Aiming to better strained relationship with the US and the EU over out-of-control trade surplus, Beijing is trying to adopt new polices to cut its export growth to avoid a potentially disastrous “political” problem. China currently has a trade surplus of USD 177 billion which could easily grow to USD 300 billion.
Experts fault the problem to arise from the export of high-energy-consuming and low-value-added goods from its goods processing sector and also from its largely under-valued and secretively managed currency. Last year, Beijing imposed taxes on the offending sector but its artificially low currency valued nullified such measures. US policy makers have been demanding an appreciating of its currency, the Yuan, and Beijing has conservatively allowed the upward movement against the dollar to a maximum of .3% every day.
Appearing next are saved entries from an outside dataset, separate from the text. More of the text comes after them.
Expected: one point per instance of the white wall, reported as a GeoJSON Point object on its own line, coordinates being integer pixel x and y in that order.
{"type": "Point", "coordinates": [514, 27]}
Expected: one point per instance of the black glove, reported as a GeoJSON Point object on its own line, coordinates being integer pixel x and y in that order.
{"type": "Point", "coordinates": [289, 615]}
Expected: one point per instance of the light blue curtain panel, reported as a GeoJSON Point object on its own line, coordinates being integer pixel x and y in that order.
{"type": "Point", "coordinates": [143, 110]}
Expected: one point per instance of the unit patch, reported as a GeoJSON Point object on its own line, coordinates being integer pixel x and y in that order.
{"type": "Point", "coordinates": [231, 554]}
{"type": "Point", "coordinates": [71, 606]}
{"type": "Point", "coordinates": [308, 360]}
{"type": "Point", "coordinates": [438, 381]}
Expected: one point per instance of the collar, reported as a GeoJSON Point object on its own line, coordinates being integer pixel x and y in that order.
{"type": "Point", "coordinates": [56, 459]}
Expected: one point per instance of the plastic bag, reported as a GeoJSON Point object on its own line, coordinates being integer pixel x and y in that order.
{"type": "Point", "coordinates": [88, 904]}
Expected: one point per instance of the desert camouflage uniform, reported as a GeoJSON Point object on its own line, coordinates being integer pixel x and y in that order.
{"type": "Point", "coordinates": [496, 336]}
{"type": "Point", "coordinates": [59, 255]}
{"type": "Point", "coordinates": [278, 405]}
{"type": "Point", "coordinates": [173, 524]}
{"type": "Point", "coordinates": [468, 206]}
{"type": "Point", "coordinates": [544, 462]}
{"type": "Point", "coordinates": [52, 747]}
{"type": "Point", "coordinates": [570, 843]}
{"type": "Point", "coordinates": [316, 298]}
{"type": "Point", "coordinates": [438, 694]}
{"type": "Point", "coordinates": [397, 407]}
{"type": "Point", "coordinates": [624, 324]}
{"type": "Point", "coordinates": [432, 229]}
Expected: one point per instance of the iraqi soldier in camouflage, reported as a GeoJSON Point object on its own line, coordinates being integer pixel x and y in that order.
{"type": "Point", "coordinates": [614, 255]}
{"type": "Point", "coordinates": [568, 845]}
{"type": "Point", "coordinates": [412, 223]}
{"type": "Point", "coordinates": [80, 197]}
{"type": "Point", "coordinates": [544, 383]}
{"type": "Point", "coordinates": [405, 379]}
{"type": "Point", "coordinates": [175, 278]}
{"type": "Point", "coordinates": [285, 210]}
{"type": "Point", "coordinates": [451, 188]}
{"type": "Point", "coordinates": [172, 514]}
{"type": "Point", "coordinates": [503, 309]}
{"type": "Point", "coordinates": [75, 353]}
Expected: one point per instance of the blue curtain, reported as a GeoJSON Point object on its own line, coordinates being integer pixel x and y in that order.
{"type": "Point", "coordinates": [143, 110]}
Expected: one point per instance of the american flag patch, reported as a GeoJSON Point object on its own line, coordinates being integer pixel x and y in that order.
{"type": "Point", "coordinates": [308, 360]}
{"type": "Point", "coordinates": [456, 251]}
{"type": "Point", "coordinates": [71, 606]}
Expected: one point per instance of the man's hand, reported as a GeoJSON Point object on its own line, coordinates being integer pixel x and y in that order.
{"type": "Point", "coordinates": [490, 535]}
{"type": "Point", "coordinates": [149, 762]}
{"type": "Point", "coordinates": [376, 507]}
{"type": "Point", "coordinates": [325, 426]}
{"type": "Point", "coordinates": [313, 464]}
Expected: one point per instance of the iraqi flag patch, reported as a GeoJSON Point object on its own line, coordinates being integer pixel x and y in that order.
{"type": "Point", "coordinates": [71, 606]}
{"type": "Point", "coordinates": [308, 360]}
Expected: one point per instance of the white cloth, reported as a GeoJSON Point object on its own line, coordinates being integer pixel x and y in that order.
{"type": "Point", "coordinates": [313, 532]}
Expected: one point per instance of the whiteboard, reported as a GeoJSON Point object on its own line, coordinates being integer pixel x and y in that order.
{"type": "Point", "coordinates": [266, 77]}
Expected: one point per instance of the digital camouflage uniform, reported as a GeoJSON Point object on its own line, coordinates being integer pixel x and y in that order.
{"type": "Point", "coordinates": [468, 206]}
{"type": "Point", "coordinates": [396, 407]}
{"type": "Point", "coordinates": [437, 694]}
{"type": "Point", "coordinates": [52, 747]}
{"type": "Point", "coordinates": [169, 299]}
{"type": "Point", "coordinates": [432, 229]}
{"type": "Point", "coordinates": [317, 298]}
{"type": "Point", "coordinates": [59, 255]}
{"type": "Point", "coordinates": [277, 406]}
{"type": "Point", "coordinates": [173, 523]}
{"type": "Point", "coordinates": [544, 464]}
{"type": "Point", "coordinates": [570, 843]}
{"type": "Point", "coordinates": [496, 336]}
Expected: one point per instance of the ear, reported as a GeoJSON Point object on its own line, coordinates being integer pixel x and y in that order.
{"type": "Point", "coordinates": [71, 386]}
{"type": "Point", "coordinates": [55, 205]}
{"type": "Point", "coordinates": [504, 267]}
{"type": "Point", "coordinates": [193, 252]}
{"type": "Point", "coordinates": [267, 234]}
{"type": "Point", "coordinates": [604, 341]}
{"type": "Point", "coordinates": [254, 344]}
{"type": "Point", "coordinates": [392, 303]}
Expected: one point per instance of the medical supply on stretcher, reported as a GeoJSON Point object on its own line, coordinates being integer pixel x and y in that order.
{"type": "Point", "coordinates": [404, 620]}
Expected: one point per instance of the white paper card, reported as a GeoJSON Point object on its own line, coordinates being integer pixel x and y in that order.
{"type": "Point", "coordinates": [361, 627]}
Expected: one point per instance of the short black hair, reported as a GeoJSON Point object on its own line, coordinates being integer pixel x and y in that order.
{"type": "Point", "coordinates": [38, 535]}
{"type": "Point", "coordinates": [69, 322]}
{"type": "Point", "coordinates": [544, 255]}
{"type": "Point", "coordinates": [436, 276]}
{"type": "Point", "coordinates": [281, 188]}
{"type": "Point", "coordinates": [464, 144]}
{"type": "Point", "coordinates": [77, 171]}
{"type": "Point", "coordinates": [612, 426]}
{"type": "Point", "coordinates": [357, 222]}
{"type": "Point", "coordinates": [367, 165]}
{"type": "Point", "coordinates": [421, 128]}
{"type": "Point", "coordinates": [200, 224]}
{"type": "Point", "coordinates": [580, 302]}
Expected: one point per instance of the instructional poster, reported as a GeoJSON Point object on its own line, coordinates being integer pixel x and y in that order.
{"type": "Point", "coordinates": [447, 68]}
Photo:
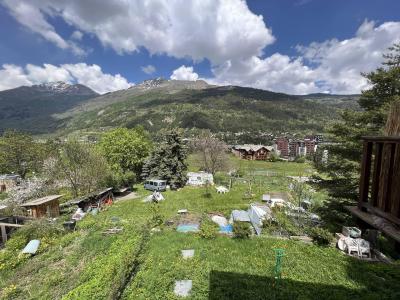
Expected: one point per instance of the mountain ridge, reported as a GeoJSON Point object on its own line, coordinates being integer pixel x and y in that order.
{"type": "Point", "coordinates": [158, 103]}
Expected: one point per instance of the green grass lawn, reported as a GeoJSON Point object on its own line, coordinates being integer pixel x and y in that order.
{"type": "Point", "coordinates": [87, 264]}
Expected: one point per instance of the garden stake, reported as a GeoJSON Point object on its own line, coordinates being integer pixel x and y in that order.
{"type": "Point", "coordinates": [279, 254]}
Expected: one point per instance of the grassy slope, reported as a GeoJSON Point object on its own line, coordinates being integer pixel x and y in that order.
{"type": "Point", "coordinates": [88, 265]}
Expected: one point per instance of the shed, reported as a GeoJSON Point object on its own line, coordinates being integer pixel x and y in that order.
{"type": "Point", "coordinates": [94, 200]}
{"type": "Point", "coordinates": [199, 178]}
{"type": "Point", "coordinates": [48, 206]}
{"type": "Point", "coordinates": [239, 216]}
{"type": "Point", "coordinates": [275, 198]}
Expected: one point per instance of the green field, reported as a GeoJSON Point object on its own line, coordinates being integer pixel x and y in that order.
{"type": "Point", "coordinates": [142, 264]}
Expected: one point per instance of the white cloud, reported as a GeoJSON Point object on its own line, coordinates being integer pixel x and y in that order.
{"type": "Point", "coordinates": [149, 69]}
{"type": "Point", "coordinates": [184, 73]}
{"type": "Point", "coordinates": [339, 63]}
{"type": "Point", "coordinates": [225, 32]}
{"type": "Point", "coordinates": [335, 65]}
{"type": "Point", "coordinates": [77, 35]}
{"type": "Point", "coordinates": [214, 29]}
{"type": "Point", "coordinates": [30, 15]}
{"type": "Point", "coordinates": [12, 76]}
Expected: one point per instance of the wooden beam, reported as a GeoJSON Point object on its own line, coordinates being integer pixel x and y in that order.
{"type": "Point", "coordinates": [365, 173]}
{"type": "Point", "coordinates": [385, 179]}
{"type": "Point", "coordinates": [395, 193]}
{"type": "Point", "coordinates": [376, 173]}
{"type": "Point", "coordinates": [377, 222]}
{"type": "Point", "coordinates": [381, 213]}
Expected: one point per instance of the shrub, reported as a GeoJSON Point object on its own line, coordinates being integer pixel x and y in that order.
{"type": "Point", "coordinates": [300, 159]}
{"type": "Point", "coordinates": [320, 236]}
{"type": "Point", "coordinates": [156, 218]}
{"type": "Point", "coordinates": [241, 230]}
{"type": "Point", "coordinates": [208, 229]}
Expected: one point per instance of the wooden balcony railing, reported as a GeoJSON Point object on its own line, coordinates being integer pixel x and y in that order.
{"type": "Point", "coordinates": [380, 178]}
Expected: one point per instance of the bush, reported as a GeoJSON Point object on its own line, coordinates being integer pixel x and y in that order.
{"type": "Point", "coordinates": [320, 236]}
{"type": "Point", "coordinates": [157, 219]}
{"type": "Point", "coordinates": [241, 230]}
{"type": "Point", "coordinates": [300, 159]}
{"type": "Point", "coordinates": [208, 229]}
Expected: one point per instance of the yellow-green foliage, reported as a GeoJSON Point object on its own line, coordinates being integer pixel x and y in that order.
{"type": "Point", "coordinates": [106, 273]}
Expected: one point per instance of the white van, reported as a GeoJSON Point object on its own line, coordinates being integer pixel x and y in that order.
{"type": "Point", "coordinates": [155, 185]}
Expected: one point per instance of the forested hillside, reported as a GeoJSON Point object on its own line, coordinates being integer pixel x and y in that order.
{"type": "Point", "coordinates": [220, 109]}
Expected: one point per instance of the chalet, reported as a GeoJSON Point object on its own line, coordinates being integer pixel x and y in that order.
{"type": "Point", "coordinates": [199, 178]}
{"type": "Point", "coordinates": [9, 224]}
{"type": "Point", "coordinates": [252, 152]}
{"type": "Point", "coordinates": [8, 181]}
{"type": "Point", "coordinates": [48, 206]}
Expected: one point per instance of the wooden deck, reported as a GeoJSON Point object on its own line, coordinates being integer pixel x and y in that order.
{"type": "Point", "coordinates": [377, 222]}
{"type": "Point", "coordinates": [379, 199]}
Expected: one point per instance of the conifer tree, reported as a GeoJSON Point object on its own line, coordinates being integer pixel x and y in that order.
{"type": "Point", "coordinates": [168, 160]}
{"type": "Point", "coordinates": [343, 166]}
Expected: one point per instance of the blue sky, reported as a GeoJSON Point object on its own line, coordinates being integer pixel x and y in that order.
{"type": "Point", "coordinates": [298, 46]}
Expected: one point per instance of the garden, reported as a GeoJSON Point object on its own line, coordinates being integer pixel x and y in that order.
{"type": "Point", "coordinates": [144, 260]}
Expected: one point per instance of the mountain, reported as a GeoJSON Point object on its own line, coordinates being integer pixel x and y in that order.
{"type": "Point", "coordinates": [60, 108]}
{"type": "Point", "coordinates": [30, 108]}
{"type": "Point", "coordinates": [339, 101]}
{"type": "Point", "coordinates": [233, 110]}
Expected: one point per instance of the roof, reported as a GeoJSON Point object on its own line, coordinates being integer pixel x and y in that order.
{"type": "Point", "coordinates": [199, 174]}
{"type": "Point", "coordinates": [252, 147]}
{"type": "Point", "coordinates": [88, 197]}
{"type": "Point", "coordinates": [41, 200]}
{"type": "Point", "coordinates": [9, 177]}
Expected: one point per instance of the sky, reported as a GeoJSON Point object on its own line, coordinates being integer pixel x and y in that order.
{"type": "Point", "coordinates": [290, 46]}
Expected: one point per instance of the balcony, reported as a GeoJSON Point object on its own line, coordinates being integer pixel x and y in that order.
{"type": "Point", "coordinates": [379, 200]}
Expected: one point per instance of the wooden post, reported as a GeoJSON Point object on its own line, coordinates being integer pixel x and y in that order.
{"type": "Point", "coordinates": [3, 234]}
{"type": "Point", "coordinates": [395, 193]}
{"type": "Point", "coordinates": [386, 177]}
{"type": "Point", "coordinates": [377, 173]}
{"type": "Point", "coordinates": [365, 174]}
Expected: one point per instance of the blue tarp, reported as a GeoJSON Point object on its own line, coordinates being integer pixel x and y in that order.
{"type": "Point", "coordinates": [31, 247]}
{"type": "Point", "coordinates": [226, 229]}
{"type": "Point", "coordinates": [188, 228]}
{"type": "Point", "coordinates": [240, 216]}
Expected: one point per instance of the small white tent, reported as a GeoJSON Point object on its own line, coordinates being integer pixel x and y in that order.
{"type": "Point", "coordinates": [199, 178]}
{"type": "Point", "coordinates": [258, 213]}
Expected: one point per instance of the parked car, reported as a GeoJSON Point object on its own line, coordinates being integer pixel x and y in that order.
{"type": "Point", "coordinates": [155, 185]}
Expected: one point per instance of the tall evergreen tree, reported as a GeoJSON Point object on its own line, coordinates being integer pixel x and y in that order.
{"type": "Point", "coordinates": [343, 166]}
{"type": "Point", "coordinates": [168, 160]}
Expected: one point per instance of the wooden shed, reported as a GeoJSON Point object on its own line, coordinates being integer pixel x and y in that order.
{"type": "Point", "coordinates": [48, 206]}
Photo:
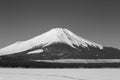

Last year, the currency moved up 3.2 against the US Dollar but experts in the US complain that the currency is undervalued by as much as 40%. In tacit admission, Chinese officials have revealed plans to appreciate the currency by 4-5% this year based on a “gradual appreciation: philosophy to minimize risks and “greater efficiency.” They are resistant to pressure from the US to appreciate it faster arguing that “monetary policy” must not be tied to “exchange rate policy.” Instead, conceding that “Cutting the huge trade surplus is the priority task for 2007,” Commerce Minister Bo Xilai says that his nation will use a combination of taxation, relaxed import restrictions, and financial incentives to deal with the problem.
It is not clear what new taxes it will impose and what incentives it will offer. But, the artificially low currency rate is stifling global trade and it is time that China addresses this issue.